Madame Bovary - Page 176/262

"And our poor cactuses, where are they?"

"The cold killed them this winter."

"Ah! how I have thought of them, do you know? I often saw them again as

of yore, when on the summer mornings the sun beat down upon your blinds,

and I saw your two bare arms passing out amongst the flowers."

"Poor friend!" she said, holding out her hand to him.

Leon swiftly pressed his lips to it. Then, when he had taken a deep

breath-"At that time you were to me I know not what incomprehensible force that

took captive my life. Once, for instance, I went to see you; but you, no

doubt, do not remember it."

"I do," she said; "go on."

"You were downstairs in the ante-room, ready to go out, standing on

the last stair; you were wearing a bonnet with small blue flowers; and

without any invitation from you, in spite of myself, I went with you.
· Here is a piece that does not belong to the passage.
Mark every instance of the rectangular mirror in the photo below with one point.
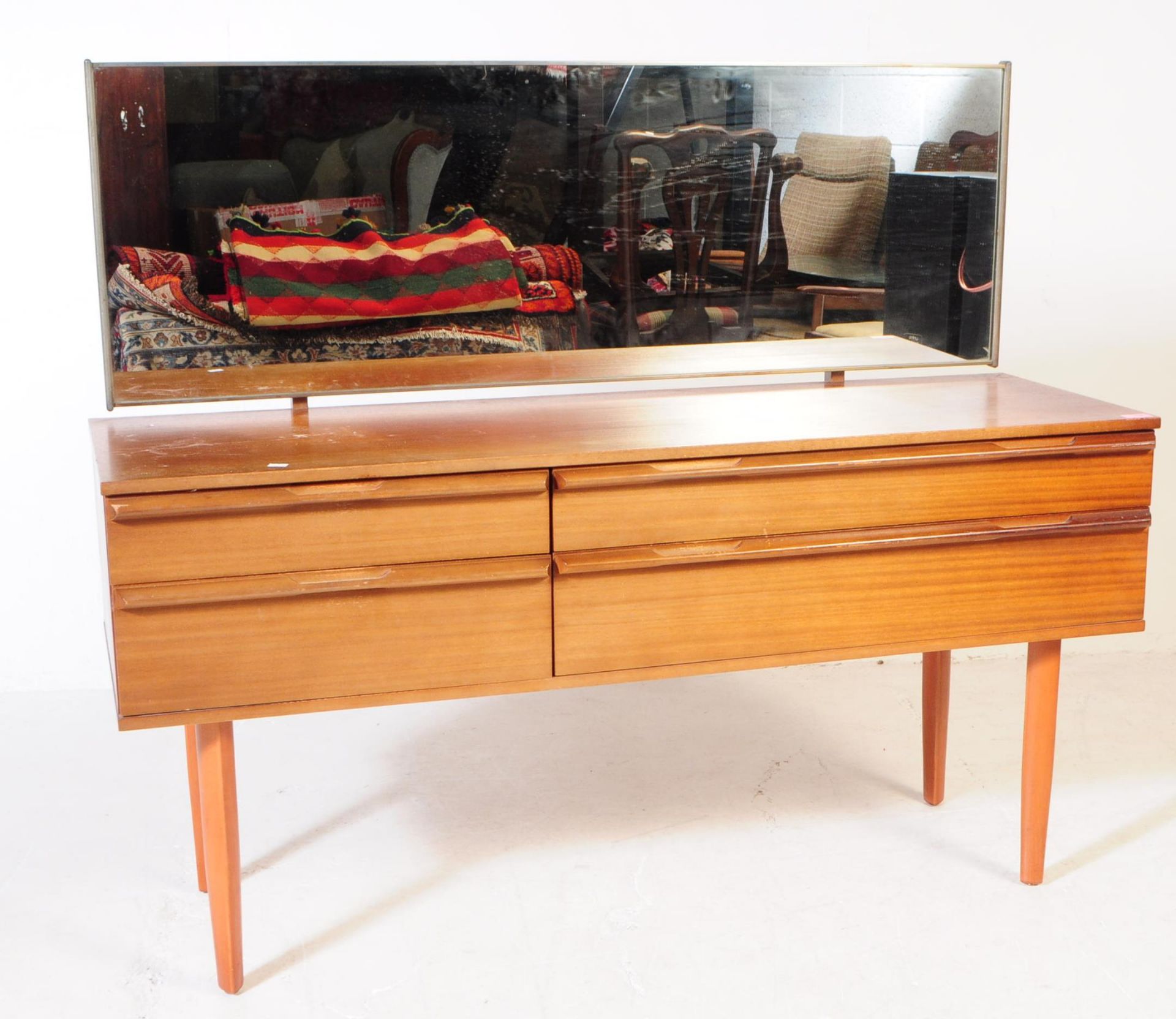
(294, 230)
Every moment, however, I grew more and more conscious of my folly, and

I went on walking by you, not daring to follow you completely, and

unwilling to leave you. When you went into a shop, I waited in the

street, and I watched you through the window taking off your gloves and

counting the change on the counter. Then you rang at Madame Tuvache's;

you were let in, and I stood like an idiot in front of the great heavy

door that had closed after you."

Madame Bovary, as she listened to him, wondered that she was so old. All

these things reappearing before her seemed to widen out her life; it was

like some sentimental immensity to which she returned; and from time to

time she said in a low voice, her eyes half closed-"Yes, it is true--true--true!"
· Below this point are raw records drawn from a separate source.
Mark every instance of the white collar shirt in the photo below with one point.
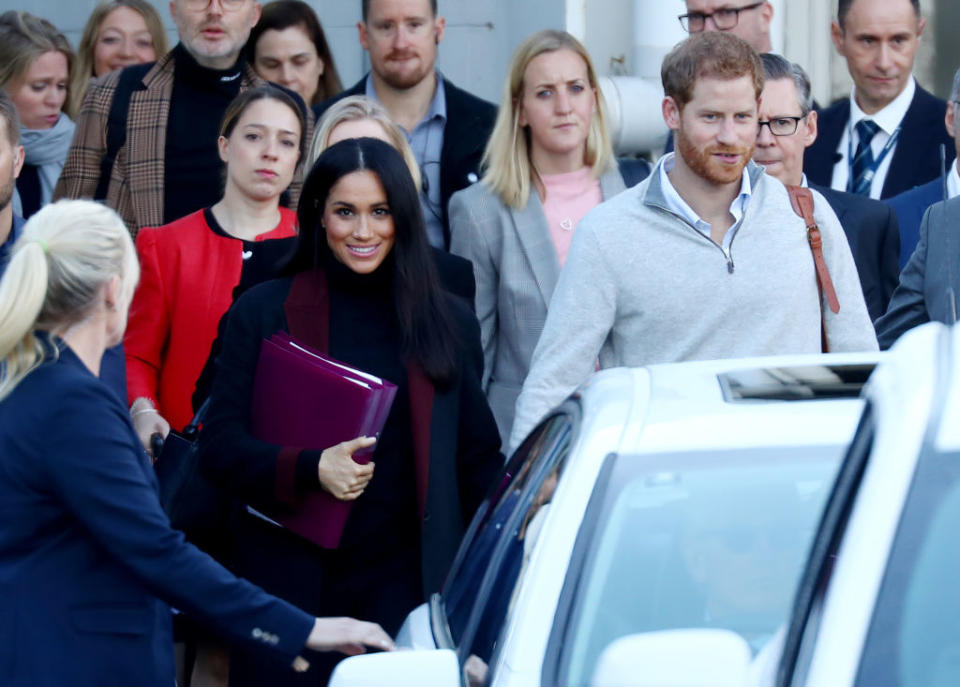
(680, 207)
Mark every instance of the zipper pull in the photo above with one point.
(729, 257)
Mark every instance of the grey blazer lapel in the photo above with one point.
(530, 223)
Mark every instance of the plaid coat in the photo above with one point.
(136, 183)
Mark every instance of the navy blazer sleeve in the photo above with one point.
(95, 466)
(908, 308)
They heard eight strike on the different clocks of the Beauvoisine

quarter, which is full of schools, churches, and large empty hotels.
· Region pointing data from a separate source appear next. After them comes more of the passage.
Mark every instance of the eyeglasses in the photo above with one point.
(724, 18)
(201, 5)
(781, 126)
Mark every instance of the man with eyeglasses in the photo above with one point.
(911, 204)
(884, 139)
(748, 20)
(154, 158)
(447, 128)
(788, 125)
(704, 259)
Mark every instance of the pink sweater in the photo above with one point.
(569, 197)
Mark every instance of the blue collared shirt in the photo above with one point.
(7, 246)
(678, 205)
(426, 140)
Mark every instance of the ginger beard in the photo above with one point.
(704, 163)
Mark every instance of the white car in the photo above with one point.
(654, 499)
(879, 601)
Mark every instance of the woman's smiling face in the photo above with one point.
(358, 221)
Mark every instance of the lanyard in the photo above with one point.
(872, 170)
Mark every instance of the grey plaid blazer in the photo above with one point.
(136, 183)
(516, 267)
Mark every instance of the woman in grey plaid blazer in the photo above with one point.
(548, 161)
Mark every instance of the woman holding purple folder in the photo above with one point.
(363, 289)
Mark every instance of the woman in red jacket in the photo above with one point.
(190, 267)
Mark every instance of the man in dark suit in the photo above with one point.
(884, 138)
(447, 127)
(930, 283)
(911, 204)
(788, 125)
They no longer spoke, but they felt as they looked upon each other a

buzzing in their heads, as if something sonorous had escaped from the

fixed eyes of each of them. They were hand in hand now, and the past,

the future, reminiscences and dreams, all were confounded in the

sweetness of this ecstasy. Night was darkening over the walls, on which

still shone, half hidden in the shade, the coarse colours of four bills

representing four scenes from the "Tour de Nesle," with a motto in

Spanish and French at the bottom. Through the sash-window a patch of

dark sky was seen between the pointed roofs.